Aurora is an open source framework from the University of Rochester, MIT-IBM Watson AI Lab, and NVIDIA that applies a vision language model agent to video editing. Instead of requiring structured model inputs, Aurora accepts plain language edit requests and converts them into precise editing plans before passing them to a diffusion transformer.

The paper was submitted to arXiv in May 2026 by Yongsheng Yu, Ziyun Zeng, Zhiyuan Xiao, Zhenghong Zhou, Hang Hua, Wei Xiong, and Jiebo Luo.

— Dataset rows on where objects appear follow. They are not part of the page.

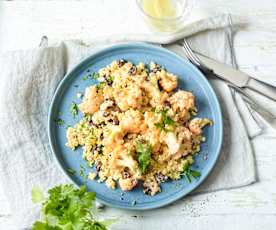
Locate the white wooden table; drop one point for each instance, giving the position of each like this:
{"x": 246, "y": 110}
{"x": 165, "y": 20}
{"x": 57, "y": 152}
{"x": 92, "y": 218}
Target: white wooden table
{"x": 253, "y": 207}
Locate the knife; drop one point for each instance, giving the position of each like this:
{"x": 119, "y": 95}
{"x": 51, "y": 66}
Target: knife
{"x": 238, "y": 78}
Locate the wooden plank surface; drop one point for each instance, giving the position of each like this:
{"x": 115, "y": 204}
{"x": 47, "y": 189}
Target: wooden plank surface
{"x": 253, "y": 207}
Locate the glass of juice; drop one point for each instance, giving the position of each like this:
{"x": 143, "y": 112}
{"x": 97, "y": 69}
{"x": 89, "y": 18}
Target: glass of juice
{"x": 165, "y": 15}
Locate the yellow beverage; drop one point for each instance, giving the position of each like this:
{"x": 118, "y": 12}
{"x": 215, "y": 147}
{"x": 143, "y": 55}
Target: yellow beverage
{"x": 163, "y": 15}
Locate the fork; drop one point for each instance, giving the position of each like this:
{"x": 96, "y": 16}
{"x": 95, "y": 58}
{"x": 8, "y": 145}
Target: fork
{"x": 194, "y": 59}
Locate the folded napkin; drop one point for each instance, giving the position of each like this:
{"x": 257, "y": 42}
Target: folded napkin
{"x": 28, "y": 81}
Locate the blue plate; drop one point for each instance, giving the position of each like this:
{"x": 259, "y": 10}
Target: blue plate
{"x": 189, "y": 79}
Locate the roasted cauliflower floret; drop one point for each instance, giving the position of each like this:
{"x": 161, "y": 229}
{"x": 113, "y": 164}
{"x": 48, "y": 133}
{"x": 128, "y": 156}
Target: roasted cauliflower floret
{"x": 128, "y": 183}
{"x": 168, "y": 82}
{"x": 196, "y": 125}
{"x": 132, "y": 121}
{"x": 129, "y": 97}
{"x": 182, "y": 100}
{"x": 93, "y": 98}
{"x": 136, "y": 127}
{"x": 72, "y": 138}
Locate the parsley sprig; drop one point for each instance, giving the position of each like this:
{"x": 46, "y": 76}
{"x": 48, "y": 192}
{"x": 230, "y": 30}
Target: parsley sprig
{"x": 189, "y": 173}
{"x": 59, "y": 122}
{"x": 144, "y": 156}
{"x": 67, "y": 207}
{"x": 74, "y": 110}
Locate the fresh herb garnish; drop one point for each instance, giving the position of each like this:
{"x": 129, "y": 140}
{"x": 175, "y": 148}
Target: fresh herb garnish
{"x": 83, "y": 174}
{"x": 74, "y": 109}
{"x": 59, "y": 122}
{"x": 71, "y": 171}
{"x": 144, "y": 156}
{"x": 67, "y": 207}
{"x": 100, "y": 86}
{"x": 188, "y": 173}
{"x": 84, "y": 78}
{"x": 165, "y": 120}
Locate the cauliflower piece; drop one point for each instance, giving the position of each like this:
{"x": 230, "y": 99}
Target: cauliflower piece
{"x": 151, "y": 186}
{"x": 128, "y": 183}
{"x": 153, "y": 137}
{"x": 197, "y": 124}
{"x": 172, "y": 143}
{"x": 168, "y": 81}
{"x": 92, "y": 100}
{"x": 72, "y": 138}
{"x": 182, "y": 100}
{"x": 156, "y": 97}
{"x": 114, "y": 137}
{"x": 132, "y": 121}
{"x": 130, "y": 97}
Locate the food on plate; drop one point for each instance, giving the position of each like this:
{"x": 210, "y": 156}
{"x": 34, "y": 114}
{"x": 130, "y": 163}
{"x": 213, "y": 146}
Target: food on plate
{"x": 137, "y": 126}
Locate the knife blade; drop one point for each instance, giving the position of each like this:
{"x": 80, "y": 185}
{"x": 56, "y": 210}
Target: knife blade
{"x": 238, "y": 78}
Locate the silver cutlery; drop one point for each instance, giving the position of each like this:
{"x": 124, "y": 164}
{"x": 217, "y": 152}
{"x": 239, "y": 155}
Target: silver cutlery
{"x": 237, "y": 80}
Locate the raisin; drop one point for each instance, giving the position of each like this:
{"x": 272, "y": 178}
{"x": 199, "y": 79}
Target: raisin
{"x": 98, "y": 166}
{"x": 125, "y": 174}
{"x": 147, "y": 190}
{"x": 132, "y": 70}
{"x": 115, "y": 121}
{"x": 105, "y": 113}
{"x": 121, "y": 62}
{"x": 156, "y": 69}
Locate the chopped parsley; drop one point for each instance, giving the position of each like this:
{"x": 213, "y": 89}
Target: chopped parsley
{"x": 96, "y": 75}
{"x": 100, "y": 86}
{"x": 67, "y": 207}
{"x": 59, "y": 122}
{"x": 86, "y": 77}
{"x": 83, "y": 173}
{"x": 144, "y": 156}
{"x": 71, "y": 171}
{"x": 74, "y": 109}
{"x": 189, "y": 173}
{"x": 166, "y": 120}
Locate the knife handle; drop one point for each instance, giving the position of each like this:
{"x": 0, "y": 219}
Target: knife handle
{"x": 261, "y": 88}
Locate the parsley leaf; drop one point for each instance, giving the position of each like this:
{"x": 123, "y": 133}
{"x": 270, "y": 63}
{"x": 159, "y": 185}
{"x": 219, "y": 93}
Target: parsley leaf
{"x": 59, "y": 122}
{"x": 71, "y": 171}
{"x": 189, "y": 173}
{"x": 74, "y": 109}
{"x": 84, "y": 78}
{"x": 67, "y": 207}
{"x": 96, "y": 75}
{"x": 144, "y": 156}
{"x": 100, "y": 86}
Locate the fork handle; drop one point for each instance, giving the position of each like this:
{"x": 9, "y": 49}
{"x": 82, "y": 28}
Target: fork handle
{"x": 261, "y": 88}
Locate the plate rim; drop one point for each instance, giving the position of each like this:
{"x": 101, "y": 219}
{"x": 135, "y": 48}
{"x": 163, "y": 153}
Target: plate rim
{"x": 168, "y": 200}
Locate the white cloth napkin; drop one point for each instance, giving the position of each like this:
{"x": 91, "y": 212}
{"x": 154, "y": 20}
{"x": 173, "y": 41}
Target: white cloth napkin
{"x": 28, "y": 81}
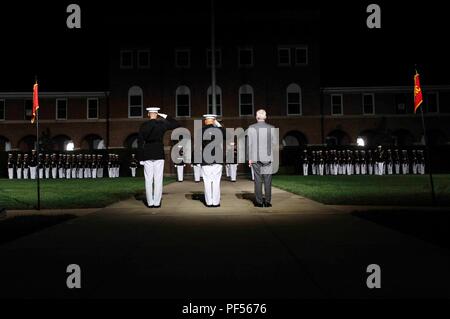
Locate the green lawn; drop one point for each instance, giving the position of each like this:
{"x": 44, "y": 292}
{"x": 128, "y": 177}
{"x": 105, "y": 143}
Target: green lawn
{"x": 410, "y": 190}
{"x": 72, "y": 193}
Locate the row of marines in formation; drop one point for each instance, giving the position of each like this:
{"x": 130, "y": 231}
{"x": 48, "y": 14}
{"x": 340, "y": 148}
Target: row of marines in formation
{"x": 31, "y": 166}
{"x": 362, "y": 162}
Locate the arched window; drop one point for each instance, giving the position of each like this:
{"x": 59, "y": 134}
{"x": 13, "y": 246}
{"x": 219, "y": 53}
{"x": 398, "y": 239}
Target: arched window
{"x": 135, "y": 102}
{"x": 245, "y": 100}
{"x": 218, "y": 100}
{"x": 294, "y": 99}
{"x": 183, "y": 101}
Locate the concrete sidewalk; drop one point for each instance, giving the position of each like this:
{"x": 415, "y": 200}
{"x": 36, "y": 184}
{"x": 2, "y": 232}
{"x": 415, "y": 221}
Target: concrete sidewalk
{"x": 296, "y": 249}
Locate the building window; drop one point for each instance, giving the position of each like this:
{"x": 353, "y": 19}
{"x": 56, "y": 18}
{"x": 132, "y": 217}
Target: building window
{"x": 61, "y": 109}
{"x": 218, "y": 58}
{"x": 135, "y": 103}
{"x": 126, "y": 59}
{"x": 336, "y": 104}
{"x": 183, "y": 58}
{"x": 431, "y": 102}
{"x": 284, "y": 56}
{"x": 183, "y": 101}
{"x": 144, "y": 59}
{"x": 245, "y": 57}
{"x": 400, "y": 104}
{"x": 245, "y": 100}
{"x": 2, "y": 110}
{"x": 92, "y": 108}
{"x": 301, "y": 55}
{"x": 218, "y": 100}
{"x": 368, "y": 103}
{"x": 294, "y": 99}
{"x": 28, "y": 110}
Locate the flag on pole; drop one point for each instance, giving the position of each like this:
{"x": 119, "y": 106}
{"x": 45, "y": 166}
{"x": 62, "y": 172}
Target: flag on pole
{"x": 35, "y": 102}
{"x": 418, "y": 98}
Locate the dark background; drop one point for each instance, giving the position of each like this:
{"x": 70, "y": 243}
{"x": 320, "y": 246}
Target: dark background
{"x": 35, "y": 39}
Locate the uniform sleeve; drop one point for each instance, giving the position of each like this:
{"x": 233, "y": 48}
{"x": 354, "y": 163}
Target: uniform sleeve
{"x": 140, "y": 152}
{"x": 171, "y": 123}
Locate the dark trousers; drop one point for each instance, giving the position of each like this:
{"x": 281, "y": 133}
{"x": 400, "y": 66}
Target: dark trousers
{"x": 259, "y": 180}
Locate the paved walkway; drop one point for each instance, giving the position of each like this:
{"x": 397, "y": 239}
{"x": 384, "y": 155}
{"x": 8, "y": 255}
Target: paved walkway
{"x": 296, "y": 249}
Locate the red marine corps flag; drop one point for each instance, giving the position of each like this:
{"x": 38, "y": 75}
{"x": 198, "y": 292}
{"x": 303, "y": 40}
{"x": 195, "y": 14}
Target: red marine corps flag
{"x": 418, "y": 99}
{"x": 35, "y": 102}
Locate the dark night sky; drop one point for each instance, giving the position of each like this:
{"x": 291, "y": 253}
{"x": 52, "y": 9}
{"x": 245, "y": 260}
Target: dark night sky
{"x": 35, "y": 40}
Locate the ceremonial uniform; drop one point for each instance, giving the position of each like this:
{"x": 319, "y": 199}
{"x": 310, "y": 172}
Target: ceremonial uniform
{"x": 379, "y": 156}
{"x": 180, "y": 165}
{"x": 212, "y": 170}
{"x": 151, "y": 153}
{"x": 41, "y": 166}
{"x": 33, "y": 164}
{"x": 305, "y": 164}
{"x": 233, "y": 166}
{"x": 133, "y": 165}
{"x": 390, "y": 163}
{"x": 10, "y": 167}
{"x": 47, "y": 166}
{"x": 26, "y": 166}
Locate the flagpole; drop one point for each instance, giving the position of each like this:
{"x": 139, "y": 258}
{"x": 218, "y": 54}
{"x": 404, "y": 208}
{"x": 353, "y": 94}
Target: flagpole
{"x": 37, "y": 154}
{"x": 425, "y": 138}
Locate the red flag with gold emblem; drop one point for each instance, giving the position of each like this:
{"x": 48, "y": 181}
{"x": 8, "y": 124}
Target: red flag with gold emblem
{"x": 418, "y": 98}
{"x": 35, "y": 102}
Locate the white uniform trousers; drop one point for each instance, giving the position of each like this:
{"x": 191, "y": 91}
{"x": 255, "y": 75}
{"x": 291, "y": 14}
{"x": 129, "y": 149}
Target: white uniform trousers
{"x": 321, "y": 166}
{"x": 211, "y": 179}
{"x": 153, "y": 172}
{"x": 197, "y": 172}
{"x": 405, "y": 169}
{"x": 390, "y": 168}
{"x": 180, "y": 171}
{"x": 33, "y": 172}
{"x": 233, "y": 172}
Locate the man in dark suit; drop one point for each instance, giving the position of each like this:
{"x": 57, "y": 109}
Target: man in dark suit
{"x": 151, "y": 152}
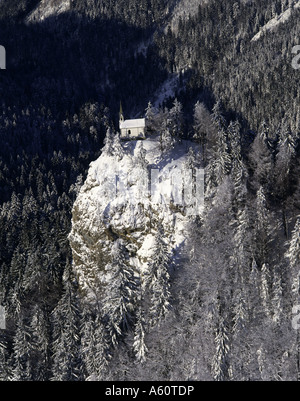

Aurora pipeline: the VLM agent translates a plain language request into a structured edit plan before the diffusion transformer executes it

The Problem with Existing Video Editing Models

Current video editing transformers require precise, structured inputs: reference images, spatial grounding coordinates, and carefully formatted text that matches the model's conditioning channels. That precision requirement creates a gap between what a filmmaker wants to say and what the model can accept.

If you describe an edit in natural language, such as "remove the person on the left and replace the jacket with a red coat", most editing models cannot process that without additional human work to produce structured inputs first. Aurora adds an agent layer that does that work automatically.

How the Agent Works

The VLM agent sits between the user's instruction and the diffusion transformer. When it receives a request, it uses tool calls to identify what reference images are needed, determines where spatial grounding is required, and produces a structured edit plan that aligns with the transformer's conditioning channels.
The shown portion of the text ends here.